Dunklin dug into the laws of other states. And what he found is interesting in today’s divorce climate as well as the diversity of attitudes that existed in his time. In Georgia, Alabama, and Mississippi, the process was bifurcated. The judicial departments settled the facts, then the legislature decided whether those facts were sufficient to grant a divorce. In colonial Massachusetts and New Hampshire, the early constitutions gave the power to the governors and the legislative councils although that was later changed giving the power to the judiciary. Dunklin found five states with constitutional provisions addressing the issue. Only Virginia and Maryland had the power specifically assigned to the legislatures although the courts had the authority to rule on the legality of marriages. In the other seventeen states, the judiciary had powers over divorces and in fourteen of those seventeen states, that authority rested exclusively with the judiciary. Only Missouri, Illinois and Kentucky had the confusing judicial/legislative question.
Dunklin concluded:
Here is great weight of authority shewing that the power to grant divorces, ought to belong to the courts of law; yet, it does not conclusively prove, at least to my mind, that the power could not, consistently with the nature of the contract, be exercised by the Legislature. Then, why withhold my approval of this bill?—It is because every branch of this government has concurred in assigning the power to grant divorces to the Judiciary…But it may be said that it is as reasonable to question the constitutionality of that law as the constitutionality of this bill. To prove that law unconstitutional, will require it to be shown that the marital right is exclusively political, and that the Legislature has the exclusive right to exercise powers over it. The only authority for such an opinion, that has fallen in my way is the practice of the States of Virginia and Maryland, while the practice of the other twenty-two States is directly to the contrary. Were it not for the law “concerning divorces and alimony,” I should have no constitutional objection to approving this bill. But if that law be constitutional (and I believe it to be so) then it is incompatible with my duty, according to my construction of the 2d Article of the Constitution of this State to approve this bill. It is therefore returned to the Senate, where it originated.

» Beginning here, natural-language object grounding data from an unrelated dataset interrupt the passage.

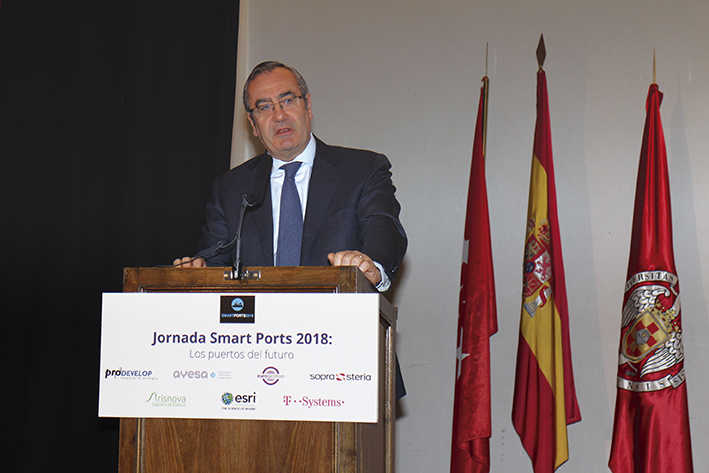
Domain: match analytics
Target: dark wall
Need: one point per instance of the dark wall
(115, 118)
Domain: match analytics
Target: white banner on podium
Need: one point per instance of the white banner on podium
(240, 356)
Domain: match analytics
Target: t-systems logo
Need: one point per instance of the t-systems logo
(311, 402)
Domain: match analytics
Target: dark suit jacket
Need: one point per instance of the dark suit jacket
(351, 206)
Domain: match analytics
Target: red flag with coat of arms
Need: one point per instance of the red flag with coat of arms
(651, 426)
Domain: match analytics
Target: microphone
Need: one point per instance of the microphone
(248, 200)
(245, 204)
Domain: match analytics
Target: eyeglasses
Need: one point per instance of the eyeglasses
(267, 107)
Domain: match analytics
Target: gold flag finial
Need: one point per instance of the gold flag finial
(486, 58)
(541, 51)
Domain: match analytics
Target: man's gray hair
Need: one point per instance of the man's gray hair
(268, 66)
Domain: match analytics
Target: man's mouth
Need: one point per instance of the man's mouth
(283, 131)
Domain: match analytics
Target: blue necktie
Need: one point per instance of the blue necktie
(290, 222)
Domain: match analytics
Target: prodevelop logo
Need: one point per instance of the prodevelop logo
(341, 377)
(136, 373)
(237, 309)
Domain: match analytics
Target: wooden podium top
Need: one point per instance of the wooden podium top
(260, 279)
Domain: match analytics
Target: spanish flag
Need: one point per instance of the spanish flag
(545, 396)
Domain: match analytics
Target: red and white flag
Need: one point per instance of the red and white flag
(477, 319)
(545, 395)
(651, 427)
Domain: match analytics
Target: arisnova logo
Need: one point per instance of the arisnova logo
(166, 400)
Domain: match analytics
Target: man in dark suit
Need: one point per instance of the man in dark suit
(350, 215)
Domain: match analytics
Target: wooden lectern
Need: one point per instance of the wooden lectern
(253, 446)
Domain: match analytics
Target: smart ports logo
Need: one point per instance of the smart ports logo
(341, 377)
(156, 399)
(237, 310)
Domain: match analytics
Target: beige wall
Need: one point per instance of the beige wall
(402, 78)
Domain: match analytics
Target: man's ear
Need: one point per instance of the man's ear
(309, 105)
(254, 130)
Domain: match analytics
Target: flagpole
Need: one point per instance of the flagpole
(541, 52)
(486, 91)
(654, 69)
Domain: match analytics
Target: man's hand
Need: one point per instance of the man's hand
(190, 262)
(359, 259)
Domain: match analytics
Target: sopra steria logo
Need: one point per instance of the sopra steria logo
(341, 377)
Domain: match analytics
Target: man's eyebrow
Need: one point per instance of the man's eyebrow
(280, 96)
(285, 94)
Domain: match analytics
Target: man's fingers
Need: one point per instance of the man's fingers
(189, 262)
(356, 258)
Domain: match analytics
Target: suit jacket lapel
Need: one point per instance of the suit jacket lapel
(263, 215)
(323, 183)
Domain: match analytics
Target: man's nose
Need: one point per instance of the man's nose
(278, 111)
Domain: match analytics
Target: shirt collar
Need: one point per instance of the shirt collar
(307, 156)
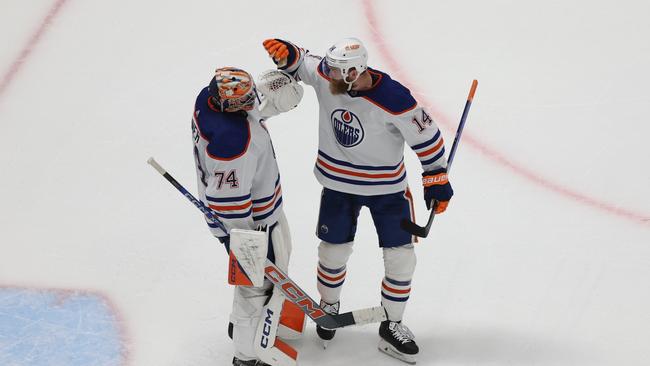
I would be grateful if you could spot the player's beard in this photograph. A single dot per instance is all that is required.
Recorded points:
(338, 87)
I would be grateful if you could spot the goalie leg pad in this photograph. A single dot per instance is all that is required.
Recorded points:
(268, 347)
(292, 319)
(248, 249)
(399, 266)
(248, 303)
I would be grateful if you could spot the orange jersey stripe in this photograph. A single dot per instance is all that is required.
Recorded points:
(333, 279)
(425, 153)
(231, 208)
(363, 175)
(395, 291)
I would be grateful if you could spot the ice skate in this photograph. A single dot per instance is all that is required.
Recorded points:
(238, 362)
(398, 341)
(325, 334)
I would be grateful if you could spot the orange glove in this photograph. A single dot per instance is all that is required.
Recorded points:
(278, 50)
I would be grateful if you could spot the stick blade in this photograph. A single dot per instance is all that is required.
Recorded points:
(414, 229)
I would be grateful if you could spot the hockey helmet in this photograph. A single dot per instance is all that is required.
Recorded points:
(343, 56)
(233, 90)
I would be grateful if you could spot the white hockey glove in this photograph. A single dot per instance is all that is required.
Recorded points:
(280, 92)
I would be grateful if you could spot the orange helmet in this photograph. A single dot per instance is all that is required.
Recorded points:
(233, 89)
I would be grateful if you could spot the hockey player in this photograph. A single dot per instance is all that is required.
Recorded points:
(365, 118)
(238, 179)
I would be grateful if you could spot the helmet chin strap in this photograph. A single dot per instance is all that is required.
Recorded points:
(345, 79)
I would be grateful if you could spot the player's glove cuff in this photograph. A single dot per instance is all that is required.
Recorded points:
(437, 188)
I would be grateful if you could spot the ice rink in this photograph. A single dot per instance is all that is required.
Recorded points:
(543, 257)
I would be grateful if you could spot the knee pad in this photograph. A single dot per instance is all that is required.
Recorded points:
(399, 262)
(334, 255)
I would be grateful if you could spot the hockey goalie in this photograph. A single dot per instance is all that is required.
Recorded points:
(239, 180)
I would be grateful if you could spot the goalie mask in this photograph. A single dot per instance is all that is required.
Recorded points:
(232, 90)
(344, 56)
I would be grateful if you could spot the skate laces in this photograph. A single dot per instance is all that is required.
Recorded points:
(401, 332)
(330, 308)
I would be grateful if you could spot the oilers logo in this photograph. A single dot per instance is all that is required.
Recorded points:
(347, 128)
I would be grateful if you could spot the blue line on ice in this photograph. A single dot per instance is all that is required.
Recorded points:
(49, 327)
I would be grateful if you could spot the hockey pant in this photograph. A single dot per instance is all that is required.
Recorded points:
(399, 266)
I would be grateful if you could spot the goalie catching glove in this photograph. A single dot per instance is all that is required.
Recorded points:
(280, 92)
(437, 187)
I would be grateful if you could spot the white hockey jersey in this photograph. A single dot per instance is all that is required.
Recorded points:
(237, 173)
(362, 133)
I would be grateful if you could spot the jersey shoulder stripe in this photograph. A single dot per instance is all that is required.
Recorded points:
(228, 134)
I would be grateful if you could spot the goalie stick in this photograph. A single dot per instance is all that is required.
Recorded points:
(423, 231)
(281, 281)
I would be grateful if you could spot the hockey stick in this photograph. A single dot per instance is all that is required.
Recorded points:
(423, 231)
(281, 281)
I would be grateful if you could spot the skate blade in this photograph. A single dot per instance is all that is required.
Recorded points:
(388, 349)
(325, 344)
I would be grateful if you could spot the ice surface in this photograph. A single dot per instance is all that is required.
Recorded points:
(535, 263)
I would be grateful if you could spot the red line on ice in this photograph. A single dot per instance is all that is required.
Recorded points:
(30, 45)
(490, 152)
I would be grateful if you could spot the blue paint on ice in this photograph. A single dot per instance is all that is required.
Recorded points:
(52, 328)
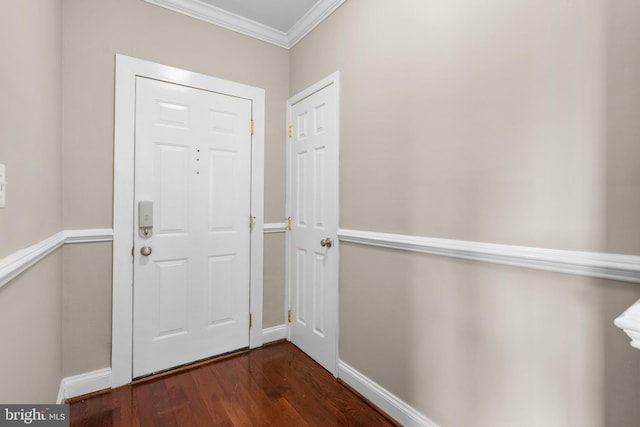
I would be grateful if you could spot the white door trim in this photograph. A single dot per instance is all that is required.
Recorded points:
(332, 79)
(127, 68)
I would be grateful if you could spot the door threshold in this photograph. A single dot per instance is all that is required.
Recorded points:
(187, 366)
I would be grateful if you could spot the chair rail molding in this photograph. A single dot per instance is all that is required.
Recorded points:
(624, 268)
(23, 259)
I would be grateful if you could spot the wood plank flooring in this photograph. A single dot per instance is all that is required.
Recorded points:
(276, 385)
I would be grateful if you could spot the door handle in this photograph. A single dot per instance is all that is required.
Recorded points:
(326, 243)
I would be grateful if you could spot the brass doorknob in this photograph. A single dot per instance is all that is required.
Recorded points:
(326, 243)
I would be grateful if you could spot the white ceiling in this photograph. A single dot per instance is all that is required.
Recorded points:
(281, 22)
(278, 14)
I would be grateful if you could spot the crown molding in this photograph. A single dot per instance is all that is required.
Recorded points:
(217, 16)
(318, 13)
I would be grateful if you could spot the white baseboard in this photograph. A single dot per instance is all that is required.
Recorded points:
(382, 398)
(89, 382)
(274, 333)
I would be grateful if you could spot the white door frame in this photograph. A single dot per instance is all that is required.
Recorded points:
(332, 79)
(127, 69)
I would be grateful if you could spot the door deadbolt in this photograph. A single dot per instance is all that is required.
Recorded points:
(326, 243)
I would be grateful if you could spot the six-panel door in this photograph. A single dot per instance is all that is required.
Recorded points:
(193, 162)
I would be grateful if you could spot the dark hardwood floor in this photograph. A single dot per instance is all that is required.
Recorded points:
(276, 385)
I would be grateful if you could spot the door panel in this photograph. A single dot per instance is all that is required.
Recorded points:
(313, 189)
(193, 161)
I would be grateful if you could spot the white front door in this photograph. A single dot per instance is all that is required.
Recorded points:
(191, 269)
(313, 206)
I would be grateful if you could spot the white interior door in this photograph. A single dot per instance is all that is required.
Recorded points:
(313, 206)
(191, 272)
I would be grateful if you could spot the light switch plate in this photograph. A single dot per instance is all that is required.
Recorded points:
(3, 186)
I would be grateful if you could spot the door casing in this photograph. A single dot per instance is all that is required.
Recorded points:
(332, 79)
(127, 68)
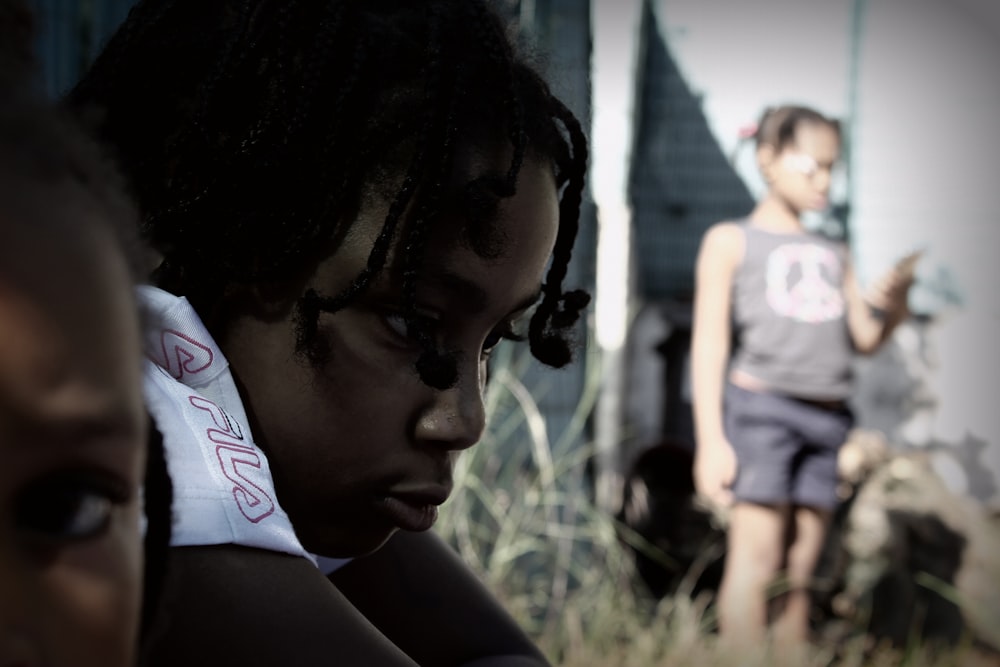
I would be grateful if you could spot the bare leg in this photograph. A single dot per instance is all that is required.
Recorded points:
(791, 626)
(756, 540)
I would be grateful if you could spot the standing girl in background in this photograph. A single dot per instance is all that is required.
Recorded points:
(770, 424)
(355, 201)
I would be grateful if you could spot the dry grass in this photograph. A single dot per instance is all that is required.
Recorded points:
(522, 516)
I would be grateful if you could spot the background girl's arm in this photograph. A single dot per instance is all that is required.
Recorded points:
(873, 314)
(420, 593)
(720, 253)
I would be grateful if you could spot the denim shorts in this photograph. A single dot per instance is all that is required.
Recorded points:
(786, 448)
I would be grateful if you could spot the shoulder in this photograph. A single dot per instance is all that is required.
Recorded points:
(236, 605)
(723, 242)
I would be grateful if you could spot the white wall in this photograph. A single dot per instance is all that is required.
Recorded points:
(926, 166)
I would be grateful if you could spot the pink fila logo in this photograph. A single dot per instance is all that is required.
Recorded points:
(182, 355)
(237, 461)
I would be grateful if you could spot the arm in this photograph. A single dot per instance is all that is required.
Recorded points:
(873, 315)
(231, 605)
(718, 257)
(418, 592)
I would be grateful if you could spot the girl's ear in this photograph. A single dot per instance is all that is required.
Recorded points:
(767, 157)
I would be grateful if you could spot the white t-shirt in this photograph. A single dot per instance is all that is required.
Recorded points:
(223, 491)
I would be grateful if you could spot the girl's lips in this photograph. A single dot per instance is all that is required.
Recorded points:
(410, 513)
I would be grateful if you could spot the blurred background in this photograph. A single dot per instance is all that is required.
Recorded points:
(577, 507)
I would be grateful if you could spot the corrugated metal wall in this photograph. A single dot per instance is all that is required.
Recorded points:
(681, 180)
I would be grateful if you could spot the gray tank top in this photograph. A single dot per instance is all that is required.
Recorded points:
(790, 312)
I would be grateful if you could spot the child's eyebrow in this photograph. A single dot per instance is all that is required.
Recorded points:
(81, 427)
(472, 293)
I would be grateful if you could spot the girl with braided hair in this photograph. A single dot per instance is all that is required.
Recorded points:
(354, 201)
(771, 421)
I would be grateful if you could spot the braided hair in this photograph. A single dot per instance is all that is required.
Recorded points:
(778, 125)
(253, 129)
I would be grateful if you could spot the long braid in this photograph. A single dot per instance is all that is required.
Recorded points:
(559, 311)
(437, 368)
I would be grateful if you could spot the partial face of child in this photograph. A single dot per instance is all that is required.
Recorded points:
(801, 172)
(72, 439)
(361, 447)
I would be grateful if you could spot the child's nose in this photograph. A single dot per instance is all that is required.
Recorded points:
(455, 418)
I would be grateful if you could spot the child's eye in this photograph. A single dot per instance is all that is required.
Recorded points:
(506, 332)
(69, 507)
(412, 329)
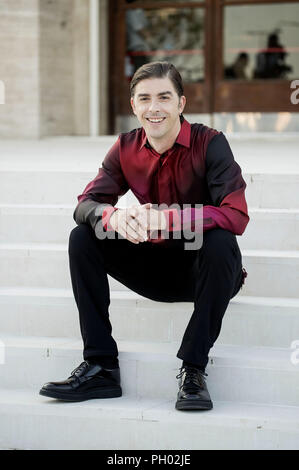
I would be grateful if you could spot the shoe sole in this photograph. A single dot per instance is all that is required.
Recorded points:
(107, 393)
(192, 405)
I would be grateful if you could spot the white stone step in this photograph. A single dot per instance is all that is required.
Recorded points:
(30, 421)
(276, 229)
(63, 187)
(248, 321)
(149, 369)
(270, 273)
(56, 170)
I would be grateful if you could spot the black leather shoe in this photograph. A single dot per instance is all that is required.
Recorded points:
(85, 382)
(193, 393)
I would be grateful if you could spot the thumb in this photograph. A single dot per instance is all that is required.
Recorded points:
(148, 205)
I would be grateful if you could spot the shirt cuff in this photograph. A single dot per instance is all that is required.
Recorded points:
(107, 213)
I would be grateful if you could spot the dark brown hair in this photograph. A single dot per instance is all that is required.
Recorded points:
(158, 70)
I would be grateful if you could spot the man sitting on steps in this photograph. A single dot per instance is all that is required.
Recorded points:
(167, 160)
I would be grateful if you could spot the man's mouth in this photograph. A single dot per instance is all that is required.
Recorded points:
(155, 120)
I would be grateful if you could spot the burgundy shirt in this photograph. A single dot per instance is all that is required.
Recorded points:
(198, 169)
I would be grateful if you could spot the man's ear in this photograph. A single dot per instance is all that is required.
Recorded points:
(182, 103)
(132, 105)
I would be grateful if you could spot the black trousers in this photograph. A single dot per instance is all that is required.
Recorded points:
(209, 277)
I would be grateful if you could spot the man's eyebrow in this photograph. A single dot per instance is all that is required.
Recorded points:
(162, 93)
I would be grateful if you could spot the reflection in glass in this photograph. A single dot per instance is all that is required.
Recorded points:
(265, 46)
(171, 34)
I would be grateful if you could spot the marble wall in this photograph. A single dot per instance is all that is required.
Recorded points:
(19, 68)
(44, 65)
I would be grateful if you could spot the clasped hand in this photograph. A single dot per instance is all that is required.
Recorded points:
(137, 223)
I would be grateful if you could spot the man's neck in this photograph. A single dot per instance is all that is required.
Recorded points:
(162, 145)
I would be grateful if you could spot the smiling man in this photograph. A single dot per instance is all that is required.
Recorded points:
(165, 161)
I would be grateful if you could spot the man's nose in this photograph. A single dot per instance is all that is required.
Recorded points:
(154, 106)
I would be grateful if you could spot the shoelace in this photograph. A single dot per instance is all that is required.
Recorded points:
(79, 369)
(193, 378)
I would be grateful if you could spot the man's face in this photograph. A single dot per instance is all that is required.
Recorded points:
(157, 106)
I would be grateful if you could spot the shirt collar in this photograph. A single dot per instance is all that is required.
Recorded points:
(183, 137)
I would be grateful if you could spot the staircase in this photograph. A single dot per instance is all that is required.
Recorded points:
(252, 380)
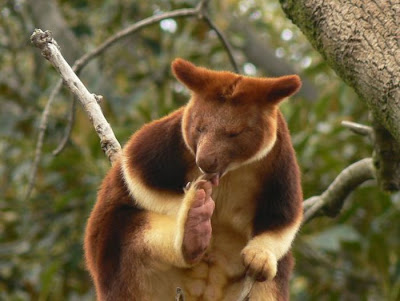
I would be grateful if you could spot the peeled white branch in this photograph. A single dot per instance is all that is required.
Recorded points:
(51, 51)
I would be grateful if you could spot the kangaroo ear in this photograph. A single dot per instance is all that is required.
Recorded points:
(282, 87)
(193, 77)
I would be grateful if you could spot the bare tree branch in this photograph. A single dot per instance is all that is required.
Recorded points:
(223, 40)
(68, 130)
(198, 11)
(50, 50)
(357, 128)
(331, 201)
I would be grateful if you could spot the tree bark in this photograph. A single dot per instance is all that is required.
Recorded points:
(360, 39)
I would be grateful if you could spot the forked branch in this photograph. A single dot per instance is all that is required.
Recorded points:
(331, 201)
(50, 50)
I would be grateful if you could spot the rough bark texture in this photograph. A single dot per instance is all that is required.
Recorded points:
(386, 159)
(360, 39)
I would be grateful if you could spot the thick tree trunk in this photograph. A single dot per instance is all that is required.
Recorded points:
(360, 39)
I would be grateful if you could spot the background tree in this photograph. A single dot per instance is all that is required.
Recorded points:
(352, 257)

Governors who veto bills outline their reasons in veto messages like this one, as Governor Nixon did with the bills or parts of bills he vetoed this year. And the legislature in 2016, has done to several of those vetoed bills what the legislature did in 1833. It has overridden the vetoes, “the objections of the governor notwithstanding.” Mary Ann and David Lawrence split.
Echoes of Dunklin’s investigation into marriage and the state’s place in determining what obligations there are in a marriage, in fact what marriage IS, are still being heard in various forms in today’s legislature. And differences of opinion remain between the governor and the legislature.
Governor Dunklin’s record as the most overridden governor in Missouri history stood for almost 180 years. We wonder if some scribe in the year 2196 will write about Jay Nixon the way we have written about Daniel Dunklin.
One hundred and eighty years. Now, THAT’S a legacy.